Per produrre quello spostamento, il Pd deve "innovare e quindi rischiare", per dirla con Balzani
Deve innovare la sua proposta politica, affrontando in modo non reticente il nodo di fondo dinanzi al quale si trova oggi il paese: come ristrutturare la spesa pubblica, in modo da liberare risorse per allentare il cappio del debito e dare ossigeno alla crescita della produzione e dell'occupazione.

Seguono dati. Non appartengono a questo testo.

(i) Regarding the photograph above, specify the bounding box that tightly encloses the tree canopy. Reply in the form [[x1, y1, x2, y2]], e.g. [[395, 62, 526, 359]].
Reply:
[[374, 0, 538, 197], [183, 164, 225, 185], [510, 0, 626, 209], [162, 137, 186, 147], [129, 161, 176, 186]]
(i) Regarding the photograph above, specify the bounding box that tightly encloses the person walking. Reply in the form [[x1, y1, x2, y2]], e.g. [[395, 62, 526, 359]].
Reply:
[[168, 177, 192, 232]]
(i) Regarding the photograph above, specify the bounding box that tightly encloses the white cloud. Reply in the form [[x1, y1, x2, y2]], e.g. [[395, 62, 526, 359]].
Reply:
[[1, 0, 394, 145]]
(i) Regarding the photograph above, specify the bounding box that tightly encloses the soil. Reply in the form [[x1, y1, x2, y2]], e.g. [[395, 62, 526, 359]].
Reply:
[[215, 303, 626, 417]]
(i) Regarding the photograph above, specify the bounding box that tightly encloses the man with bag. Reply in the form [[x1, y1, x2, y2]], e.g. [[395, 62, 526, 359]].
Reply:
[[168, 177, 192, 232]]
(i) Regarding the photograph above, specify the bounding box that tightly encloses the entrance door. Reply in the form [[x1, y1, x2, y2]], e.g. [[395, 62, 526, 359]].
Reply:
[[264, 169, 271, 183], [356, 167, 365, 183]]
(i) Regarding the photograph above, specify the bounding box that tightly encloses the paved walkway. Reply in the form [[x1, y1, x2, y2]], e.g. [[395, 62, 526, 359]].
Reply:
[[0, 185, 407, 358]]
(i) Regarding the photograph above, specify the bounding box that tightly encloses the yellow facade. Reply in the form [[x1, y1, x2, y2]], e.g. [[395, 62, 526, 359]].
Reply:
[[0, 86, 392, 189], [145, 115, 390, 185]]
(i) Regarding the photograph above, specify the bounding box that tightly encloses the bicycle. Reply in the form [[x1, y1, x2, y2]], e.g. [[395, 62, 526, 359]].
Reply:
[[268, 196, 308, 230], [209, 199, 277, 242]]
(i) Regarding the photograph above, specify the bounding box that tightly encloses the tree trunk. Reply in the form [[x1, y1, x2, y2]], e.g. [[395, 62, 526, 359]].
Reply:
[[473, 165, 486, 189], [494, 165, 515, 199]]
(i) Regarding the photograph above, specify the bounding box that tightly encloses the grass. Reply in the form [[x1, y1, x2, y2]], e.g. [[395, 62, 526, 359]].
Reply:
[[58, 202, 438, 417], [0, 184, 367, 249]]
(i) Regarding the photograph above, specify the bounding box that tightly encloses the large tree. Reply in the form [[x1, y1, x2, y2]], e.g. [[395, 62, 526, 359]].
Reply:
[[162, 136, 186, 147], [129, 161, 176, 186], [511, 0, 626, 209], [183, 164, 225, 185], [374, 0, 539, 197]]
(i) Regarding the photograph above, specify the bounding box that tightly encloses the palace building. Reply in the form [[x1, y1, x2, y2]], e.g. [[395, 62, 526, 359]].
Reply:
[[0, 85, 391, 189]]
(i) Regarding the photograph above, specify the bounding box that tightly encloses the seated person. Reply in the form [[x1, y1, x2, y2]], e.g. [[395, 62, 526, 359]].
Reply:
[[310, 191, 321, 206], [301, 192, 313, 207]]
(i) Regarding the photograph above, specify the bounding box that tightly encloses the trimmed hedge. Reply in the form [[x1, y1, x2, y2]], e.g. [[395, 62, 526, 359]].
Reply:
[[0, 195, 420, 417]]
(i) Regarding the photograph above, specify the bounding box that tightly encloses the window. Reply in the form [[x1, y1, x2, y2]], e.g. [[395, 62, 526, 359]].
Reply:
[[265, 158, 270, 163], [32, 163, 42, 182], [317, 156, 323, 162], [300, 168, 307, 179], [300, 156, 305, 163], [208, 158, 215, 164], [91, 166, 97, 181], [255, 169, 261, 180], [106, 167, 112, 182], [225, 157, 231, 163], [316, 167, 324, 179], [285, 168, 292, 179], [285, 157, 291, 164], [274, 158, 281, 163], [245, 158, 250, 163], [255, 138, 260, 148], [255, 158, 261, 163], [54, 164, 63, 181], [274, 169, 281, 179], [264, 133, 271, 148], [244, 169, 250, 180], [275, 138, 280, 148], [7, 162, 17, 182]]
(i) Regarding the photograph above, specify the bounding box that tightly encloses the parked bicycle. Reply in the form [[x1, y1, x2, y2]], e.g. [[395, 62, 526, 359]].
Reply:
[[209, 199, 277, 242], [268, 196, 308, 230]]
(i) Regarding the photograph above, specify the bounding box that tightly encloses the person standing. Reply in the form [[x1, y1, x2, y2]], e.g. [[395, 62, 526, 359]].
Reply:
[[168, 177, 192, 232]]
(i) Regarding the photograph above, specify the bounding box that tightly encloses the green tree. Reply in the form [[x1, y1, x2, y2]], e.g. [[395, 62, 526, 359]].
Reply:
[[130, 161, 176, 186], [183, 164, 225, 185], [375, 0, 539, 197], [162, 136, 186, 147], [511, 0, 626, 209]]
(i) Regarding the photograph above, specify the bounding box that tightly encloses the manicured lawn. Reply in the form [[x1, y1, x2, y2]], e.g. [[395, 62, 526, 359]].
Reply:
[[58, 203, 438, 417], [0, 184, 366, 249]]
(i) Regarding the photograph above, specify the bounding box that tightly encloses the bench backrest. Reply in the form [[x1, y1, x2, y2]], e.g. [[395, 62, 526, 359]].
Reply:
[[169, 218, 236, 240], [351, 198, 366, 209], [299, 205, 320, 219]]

Sì tratta, come è evidente, di una innovazione politica rischiosa sul piano elettorale, perché stressa aree non marginali della costituency democratica. D'altra parte, il rischio va corso, se non si vuole ricadere nella trappola del "riformismo dall'alto"' vincere le elezioni grazie alla mobilitazione propria e alla smobilitazione altrui e poi trovarsi a prendere decisioni impopolari presso il proprio stesso elettorato. Qui entra in gioco il secondo aspetto, la forma-partito. Le primarie, quelle per selezionare il leader-candidato-premier, sono uno strumento imprescindibile per un partito che voglia essere riformista, in quanto mirano a far emergere la proposta di governo e la leadership che la incarna, da un confronto pubblico alla luce del sole e non da riti unanimistici perché reticenti. Il modello Torino è da questo punto di vista quello sul quale più vale la pena riflettere.
A costo di rischiare
Ma la similitudine con l'impresa familiare alla seconda generazione si attaglia in modo evidente anche al difficile passaggio dinanzi al quale si trova il Pdl. Più forte del Partito democratico sul mercato elettorale, se vuole mantenere il primato e resistere alla sfida competitiva che il Partito democratico potrebbe (lo spero) decidersi di lanciare, deve anch'esso "innovare e rischiare". Innanzi tutto sul terreno programmatico, incalzando il ministro del Tesoro Giulio Tremonti dal lato opposto a quello finora frequentato: abbandonare la tattica dei "tagli lineari", ma non per allargare i cordoni della borsa, cioè tornando ad un impossibile deficit-spending, ma in favore di una vera, strutturale, spending-review. Anche per il Pdl, un salto di qualità di questa natura, oltre il populismo berlusconiano, non si può realizzare con le procedure dell'azienda familiare, ma solo con quelle della contendibilità sul mercato. Ci si stanno avvicinando, ma non ci sono ancora arrivati. Si potrà dire che il salto è compiuto, solo quando ì vari pretendenti, anziché dire, "se Silvio fa un passo indietro, io ci sono", cominceranno a dire, "con tutto il rispetto, caro Silvio, io ci sono e ti sfido". Anche per il Pdl si tratta di un passaggio difficilmente aggirabile. Perché le prossime elezioni, al più tardi nel 2013, le vincerà chi avrà saputo meglio innovare, anche a costo di rischiare.